In the 2011 census, 177,000 people said they followed ‘Jedi’ in the religion section, making it the seventh most popular faith group in the country. But if you’re more likely to wield a fork than a lightsaber, and would put ‘Food’ down as your religion, then Xier may be your temple. A meal here is a religious experience: reverent, spiritual, awed. The complex, meticulous cooking is designed not just to impress, but to stun you into submission. For dessert alone, it simultaneously serves four puds, each more fragile and flawless than its neighbour. It’s borderline insanity to dish up this many technical dishes in one hit, but Xier, the first solo spot from Carlo Scotto (Murano, Galvin La Chapelle, Babbo), somehow pulls it off.
Everything we ate was exquisite, from the two kinds of crimped butter (one with hints of coffee and a sprinkle of Maldon salt; the other speckled with smoked espelette pepper), through to the fizzy grapes served with a hunk of Canadian cheese. That’s right, the grapes were fizzy. There’s a lot of flim-flammery at the table: dishes being dusted with powders, jugs of thin jus being poured, one after the other. An edamame tart briefly vanished in a swirling cloud of dry ice, its layer of vibrant legumes beautifully offset by the precision of the pastry below. Stracciatella – the creamy, stretchy innards of burrata – was teamed with gomae, a Japanese sesame-dressed spinach salad.
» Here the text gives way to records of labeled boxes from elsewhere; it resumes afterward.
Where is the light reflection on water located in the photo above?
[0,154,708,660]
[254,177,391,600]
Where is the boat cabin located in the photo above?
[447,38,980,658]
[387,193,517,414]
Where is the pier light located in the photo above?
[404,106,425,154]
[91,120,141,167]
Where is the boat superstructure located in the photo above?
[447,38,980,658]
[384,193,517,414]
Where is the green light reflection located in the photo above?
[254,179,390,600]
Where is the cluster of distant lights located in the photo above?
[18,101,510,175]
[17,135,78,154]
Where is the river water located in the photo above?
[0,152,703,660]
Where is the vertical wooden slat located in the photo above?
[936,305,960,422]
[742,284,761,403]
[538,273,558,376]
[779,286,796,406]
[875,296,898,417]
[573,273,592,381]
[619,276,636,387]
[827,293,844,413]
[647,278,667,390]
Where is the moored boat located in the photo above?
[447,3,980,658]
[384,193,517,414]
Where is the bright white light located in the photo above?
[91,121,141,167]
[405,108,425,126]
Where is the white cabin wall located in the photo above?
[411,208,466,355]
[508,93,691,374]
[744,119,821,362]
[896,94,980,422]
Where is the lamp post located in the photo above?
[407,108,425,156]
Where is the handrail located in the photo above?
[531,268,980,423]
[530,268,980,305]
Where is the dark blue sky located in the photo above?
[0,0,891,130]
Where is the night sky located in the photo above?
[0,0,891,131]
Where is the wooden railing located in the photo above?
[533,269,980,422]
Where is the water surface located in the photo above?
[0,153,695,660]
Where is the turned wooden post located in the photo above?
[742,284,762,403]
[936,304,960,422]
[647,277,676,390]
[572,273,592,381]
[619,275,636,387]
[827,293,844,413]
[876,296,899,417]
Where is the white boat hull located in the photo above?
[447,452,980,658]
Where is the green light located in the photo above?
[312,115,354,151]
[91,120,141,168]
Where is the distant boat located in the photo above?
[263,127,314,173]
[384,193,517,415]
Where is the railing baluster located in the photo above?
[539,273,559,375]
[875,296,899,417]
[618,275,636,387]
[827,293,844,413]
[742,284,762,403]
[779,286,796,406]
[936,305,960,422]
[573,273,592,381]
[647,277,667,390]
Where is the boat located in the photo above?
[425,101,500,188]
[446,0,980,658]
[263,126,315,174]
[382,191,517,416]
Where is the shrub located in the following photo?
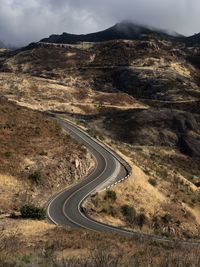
[148,178,157,186]
[28,171,42,184]
[105,190,117,201]
[162,213,173,224]
[4,151,12,159]
[20,205,45,220]
[137,213,147,229]
[121,204,136,223]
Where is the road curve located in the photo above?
[47,117,200,246]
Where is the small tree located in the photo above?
[105,190,117,201]
[20,204,45,220]
[121,204,136,223]
[137,213,147,229]
[28,171,42,184]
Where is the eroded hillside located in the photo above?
[0,38,200,242]
[0,98,93,216]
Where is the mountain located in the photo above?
[0,40,5,48]
[41,21,173,44]
[178,33,200,46]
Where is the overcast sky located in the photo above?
[0,0,200,46]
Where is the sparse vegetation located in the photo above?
[121,204,136,224]
[148,178,157,186]
[28,171,42,184]
[105,190,117,201]
[20,204,46,220]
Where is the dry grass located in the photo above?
[0,99,93,213]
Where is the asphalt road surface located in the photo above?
[47,117,200,246]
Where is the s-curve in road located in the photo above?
[47,118,128,232]
[47,116,200,246]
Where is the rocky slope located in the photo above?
[0,31,200,241]
[0,98,93,215]
[41,21,173,44]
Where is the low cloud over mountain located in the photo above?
[0,0,200,46]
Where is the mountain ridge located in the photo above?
[40,21,174,44]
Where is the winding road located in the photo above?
[47,116,200,246]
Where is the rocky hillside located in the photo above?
[0,98,93,215]
[0,35,200,241]
[41,21,173,44]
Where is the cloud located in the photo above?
[0,0,200,46]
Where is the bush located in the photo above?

Sounds odd, right? It was oddly magnificent. Chef Scotto is rewriting the rules. Other dishes drew on both East and West, from gnocchi in a ginger-spiked seaweed broth to red prawn crudo, the slivers of glistening raw seafood painted across the flat base of a bowl with plump raspberry seeds and shimmering red caviar, the whole thing lifted by the citrus tang of yuzu. Double thumbs-up.
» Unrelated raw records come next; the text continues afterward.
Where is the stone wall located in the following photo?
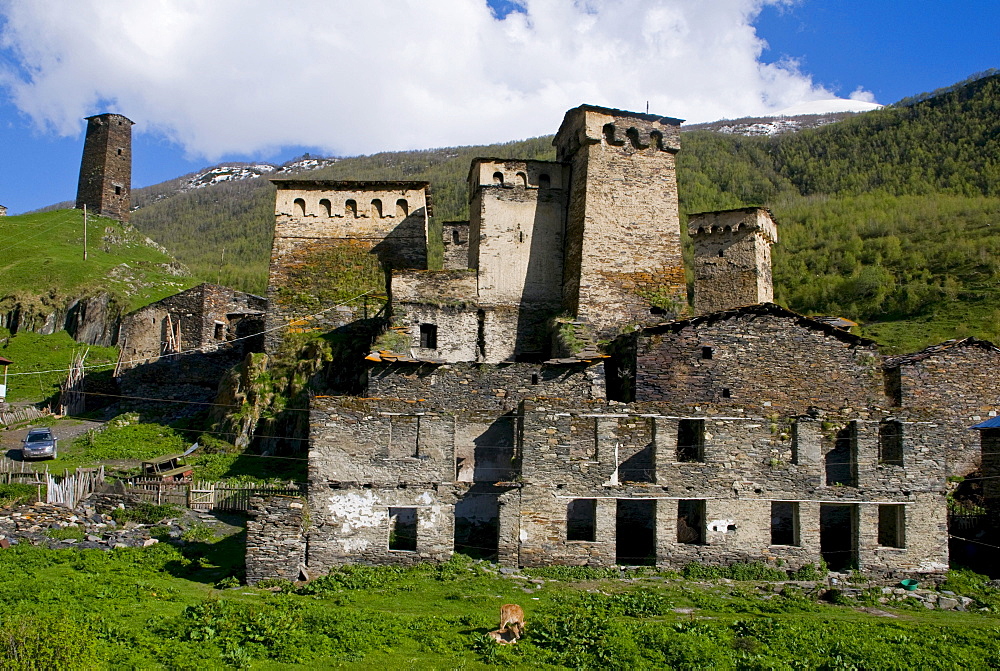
[553,105,687,338]
[368,361,605,413]
[502,402,948,573]
[76,114,133,221]
[886,338,1000,475]
[634,304,887,414]
[119,283,267,368]
[266,179,430,352]
[688,207,778,314]
[246,496,308,585]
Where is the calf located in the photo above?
[500,603,524,638]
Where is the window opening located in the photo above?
[389,508,417,552]
[771,501,799,545]
[677,499,705,545]
[825,423,858,487]
[566,499,597,541]
[420,324,437,349]
[819,503,858,571]
[677,419,705,462]
[878,504,906,548]
[878,420,903,466]
[615,499,656,566]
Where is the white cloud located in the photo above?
[848,86,875,103]
[0,0,857,159]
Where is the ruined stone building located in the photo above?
[76,114,133,221]
[248,105,1000,579]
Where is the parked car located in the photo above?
[21,428,59,459]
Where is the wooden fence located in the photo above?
[119,478,305,512]
[0,405,50,425]
[45,466,104,508]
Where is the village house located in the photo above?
[247,105,1000,581]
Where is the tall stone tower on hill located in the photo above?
[76,114,132,221]
[553,105,687,338]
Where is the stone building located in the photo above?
[248,106,1000,576]
[118,283,267,369]
[76,114,133,221]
Is it all a little show-offy? Well, yes. But that only goes for the food. All this is done in an unstuffy and understated first-floor room, an ‘elegant townhouse’ Pinterest board breathed into life (parquet wood floors, expensive linen, white roses on tables). But – and you knew there was a but – Xier has its flaws. One obvious irk is the price (£90 a head for food), though any serious gastronome will say that for what you get, in this postcode, it’s fairly standard. But no, it was the fact that the lights were too bright and they were playing the kind of music you’d listen to in the lift of an big hotel, or on hold waiting to pay your electricity bill. Final grumble? The staff, though polished, can go on a bit. It felt like each dish was presented with a level of detail that included its blood group and what kind of jam it likes on its toast. These niggles, thankfully, are easily fixed. In the meantime, go for one reason: because food is your faith, and you are being called to prayer.